THE NOTEBOOK, PAGE 26
The Bridal Bouquet
I love flowers, this you know. One summer during college, I worked for a florist on Seventy-seventh Street called Stems-it’s long gone-doing deliveries, and later, simple arrangements. Stems had a beautiful built-in flower cooler with huge oak and glass doors, and I would take any opportunity I could to step inside that cooler and inhale the scent. If there is a heaven, it had better resemble the walk-in cooler at Stems, filled with roses, lilies, dahlias, and gerbera daisies in rainbow colors.
Bridal bouquet: Limelight hydrangeas, white peonies (tight, not blooming), lush white roses, jade roses, jade lisianthus, green hypericum. This combination will give a rounded, sumptuous effect with a perfect balance of white and green shades.
Bridesmaids: White hydrangeas and jade roses.
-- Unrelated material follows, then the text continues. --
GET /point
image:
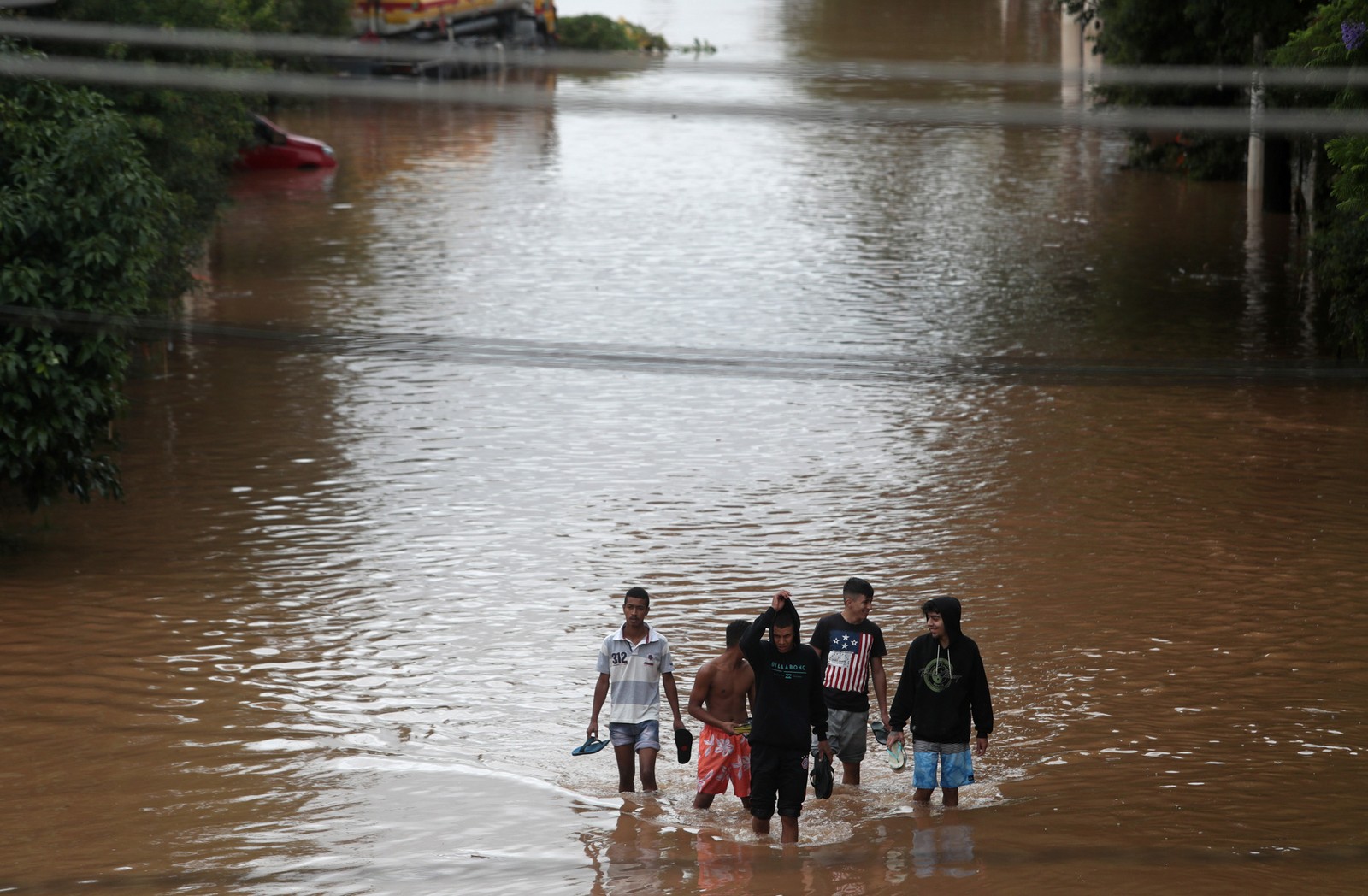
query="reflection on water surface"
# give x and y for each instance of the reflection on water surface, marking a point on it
(339, 638)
Tie those up with matching green ribbon.
Please note that I’ve avoided adding Asiatic lilies, calla lilies and orchids. These flowers are too structured, too citified-they cannot coexist with the softness of the peonies. Trust me.
DOUG
In the master bedroom, in the king bed, Pauline reached for him. Her hands, with nails newly painted the color of brewing storm clouds, wrapped around his biceps. She pulled herself in close and breathed in his ear. Then the flat of her palm ran down his bare chest, over the softer flesh at his belly, and across the front of his boxers. Nothing.
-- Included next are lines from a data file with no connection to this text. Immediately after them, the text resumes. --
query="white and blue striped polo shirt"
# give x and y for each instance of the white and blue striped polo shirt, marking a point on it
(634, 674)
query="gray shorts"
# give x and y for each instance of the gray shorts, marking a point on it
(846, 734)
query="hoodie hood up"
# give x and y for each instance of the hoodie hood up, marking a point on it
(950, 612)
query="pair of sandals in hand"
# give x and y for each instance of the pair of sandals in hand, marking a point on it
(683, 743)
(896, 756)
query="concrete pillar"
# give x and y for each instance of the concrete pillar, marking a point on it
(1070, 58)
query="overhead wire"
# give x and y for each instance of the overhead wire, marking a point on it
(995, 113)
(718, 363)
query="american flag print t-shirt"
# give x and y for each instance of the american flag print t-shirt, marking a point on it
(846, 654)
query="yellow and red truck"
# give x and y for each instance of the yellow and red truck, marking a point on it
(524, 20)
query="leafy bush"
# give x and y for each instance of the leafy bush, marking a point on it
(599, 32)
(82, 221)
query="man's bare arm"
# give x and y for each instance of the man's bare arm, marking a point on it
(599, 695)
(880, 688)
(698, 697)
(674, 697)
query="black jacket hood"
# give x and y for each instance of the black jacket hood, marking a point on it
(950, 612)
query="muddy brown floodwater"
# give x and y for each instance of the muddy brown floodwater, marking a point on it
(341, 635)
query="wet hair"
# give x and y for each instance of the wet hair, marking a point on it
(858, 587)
This wasn’t unusual. Doug was getting older, and he didn’t always snap to attention the way he used to. He had considered seeing Dr. Fraker and getting a prescription, but that seemed like an admission of defeat. The only way he’d been able to sustain an erection with Pauline recently was to imagine her with Russell Stern from the Wee Burn Country Club. This was twisted, Doug knew-fantasizing about his wife with another man. And it couldn’t be any other man, either; it couldn’t be Arthur Tonelli or George Clooney. It had to be Russell Stern. Doug worried that he was somehow attracted to Russell Stern. Perhaps this was an indication of a latent homosexual urge? But further pondering brought Doug to the conclusion that he had been most attracted to Pauline when he’d suspected that Russell Stern was pursuing her. It had increased Pauline’s desirability. That Pauline and Russell Stern had once been a couple made it even better. Sometimes Doug fantasized about Pauline in her short, pleated cheerleader skirt and Russell in football pads taking her from behind in what he imagined to be the fetid air of the New Canaan High School locker room.
But that vision wasn’t working tonight. Nothing would work tonight. Nothing, Doug thought sadly, would work ever again. His sex life with Pauline was over.
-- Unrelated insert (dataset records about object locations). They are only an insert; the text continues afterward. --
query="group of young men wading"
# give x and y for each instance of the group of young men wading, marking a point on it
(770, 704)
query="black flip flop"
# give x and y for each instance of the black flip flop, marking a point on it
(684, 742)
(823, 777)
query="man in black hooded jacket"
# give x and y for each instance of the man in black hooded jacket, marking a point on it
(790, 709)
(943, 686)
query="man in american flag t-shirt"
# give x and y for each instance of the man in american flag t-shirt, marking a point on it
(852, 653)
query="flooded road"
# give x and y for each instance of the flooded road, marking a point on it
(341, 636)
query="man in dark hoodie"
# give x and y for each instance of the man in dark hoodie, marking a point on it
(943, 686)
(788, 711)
He gathered her wandering hand in both of his and squeezed it. He wanted to be kind to her, but so often, kind was mistaken for patronizing.
“Pauline,” he said.
“It’s okay,” she said. “I understand, I get it, it’s only natural that you’d be thinking of her.”
“Thinking of whom?”
“Beth.”
“I wasn’t thinking of Beth.”
Pauline rolled over on her side so that her back was to him. “Of course you were.”
He wanted to say, Don’t tell me what I was or was not thinking about. You aren’t a mind reader. But Doug didn’t want to pick a fight. He didn’t want to act like any of his clients. People going through a divorce faced heightened emotion every single day. Just last week, Doug had received an e-mail in which the subject line read “Rough Morning.” The message consisted of a detailed description of how contentious the before-school routine in the Blahblahblah household had become. Mom and Dad both lived in the same apartment building, and little Sophie and slightly older Daniel were shuttled up and down on the elevator in search of clean clothes, breakfast, and homework while Mom and Dad screamed profanities at each other on their cell phones. Doug had read and answered a thousand such e-mails; he had a front-row seat for every imaginable variety of domestic discord. He loathed the thought of anyone-another lawyer, a therapist, or Rhonda-being privy to the inner workings of his relationship with Pauline. He just wanted the marriage to quietly go away. He wanted it to be a soap bubble he could pop with his finger.